Bu bozuk ekonomik düzen, işlerin düzelmesi yerine daha da kötüleşmesine neden olmaktadır. Ülkenin bu badireyi atlatabilmesi için köklü bir değişikliğe gitmesi gerektiği açıktır. Şu anda ekonomiyi toparlamak için alınacak ciddi tedbirler ve sıkı bir yönetim anlayışı gerekmektedir.
Çözüm Önerileri
Öncelikle, hükümetin sıkı bir tasarruf politikası izlemesi önemlidir. Bu tasarruf politikası yalnızca bütçe dengelerini sağlamakla kalmayacak, aynı zamanda kaynakların verimli kullanılmasını da teşvik edecektir. Karşılama ve uğurlama törenleri gibi lüks etkinliklerin kaldırılması, kamu harcamalarının daha verimli kullanılmasına katkı sağlayacaktır. Ayrıca, kamu kurumlarındaki araçların yüzde doksanının elden çıkarılması, hem tasarruf sağlanmasına hem de gereksiz harcamaların önlenmesine yardımcı olacaktır.

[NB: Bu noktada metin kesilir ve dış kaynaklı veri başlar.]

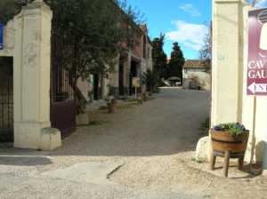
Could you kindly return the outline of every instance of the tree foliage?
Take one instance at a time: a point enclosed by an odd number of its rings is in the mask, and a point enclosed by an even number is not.
[[[199,51],[199,59],[203,61],[204,66],[206,68],[211,68],[211,59],[212,59],[212,38],[211,31],[209,31],[206,37],[204,38],[204,45]]]
[[[158,74],[160,78],[165,77],[165,72],[167,66],[167,57],[163,49],[164,40],[165,36],[161,34],[159,37],[154,38],[152,41],[153,68]]]
[[[20,12],[24,0],[1,0],[0,21],[6,23]],[[33,0],[28,0],[28,3]],[[141,13],[118,0],[44,0],[53,12],[53,31],[66,41],[74,41],[78,48],[78,76],[105,74],[112,70],[115,58],[122,51],[121,44],[130,42],[134,21]],[[125,12],[123,12],[125,11]],[[124,21],[130,21],[125,28]],[[56,28],[54,28],[56,27]],[[134,30],[133,30],[134,29]],[[129,44],[130,45],[130,44]],[[107,68],[107,66],[109,66]]]
[[[177,42],[174,43],[173,52],[171,53],[171,60],[168,64],[166,76],[167,78],[171,76],[178,76],[182,79],[182,67],[185,63],[183,53]]]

Bir diğer önemli konu, devlet memurlarının birden fazla yerden maaş almasının sona erdirilmesidir. Bu durum, devlet bütçesinin israfını artırmakta ve eşitsizlik yaratmaktadır. Bu tür uygulamalara son verilmeli ve itiraz eden kişilerin istifa etmeleri sağlanarak, yerlerine gerçekten ehil kişilerin getirilmesi sağlanmalıdır. Liyakat esasına dayalı bir yönetim anlayışı benimsenmeli, dostluk, akrabalık ve arkadaş ilişkilerinin kamu kurumlarında etkin olmaması için gereken adımlar atılmalıdır.

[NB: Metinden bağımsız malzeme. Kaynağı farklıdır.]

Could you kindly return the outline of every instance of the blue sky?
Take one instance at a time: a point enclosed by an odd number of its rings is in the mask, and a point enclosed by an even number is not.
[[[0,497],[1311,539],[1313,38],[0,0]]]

Tarım sektörüne büyük bir önem verilmesi gerektiği de unutulmamalıdır. Türkiye'nin kalkınmasında tarım önemli bir yer tutmaktadır. Çiftçiler desteklenmeli, ekilmeyen toprakların işlenmesi sağlanmalıdır. Çiftçilere gerekli finansal destekler sağlanarak, tarımsal üretimin artması ve gıda güvenliğinin teminat altına alınması hedeflenmelidir.
Sonuç
Sonuç olarak, Türkiye’nin karşı karşıya olduğu bu ekonomik zorluklar, ancak köklü ve bilinçli bir reform süreci ile aşılabilir. Ekonomik düzende yapılacak her değişiklik, toplumun refah seviyesinin artmasına ve işsizlik oranlarının düşmesine yardımcı olacaktır. Eğer bu reformlar hayata geçirilmezse, ülkenin daha da kötü bir ekonomik tabloyla karşı karşıya kalması kaçınılmazdır. Hükümet, halkın taleplerini dikkate alarak, demokratik usullerle seçimlere gitmeyi ve halkın iradesine başvurmayı düşünmelidir. Aksi takdirde, göz göre göre 102 yaşındaki bir ülkeyi çöküşe terk edilmiş oluruz.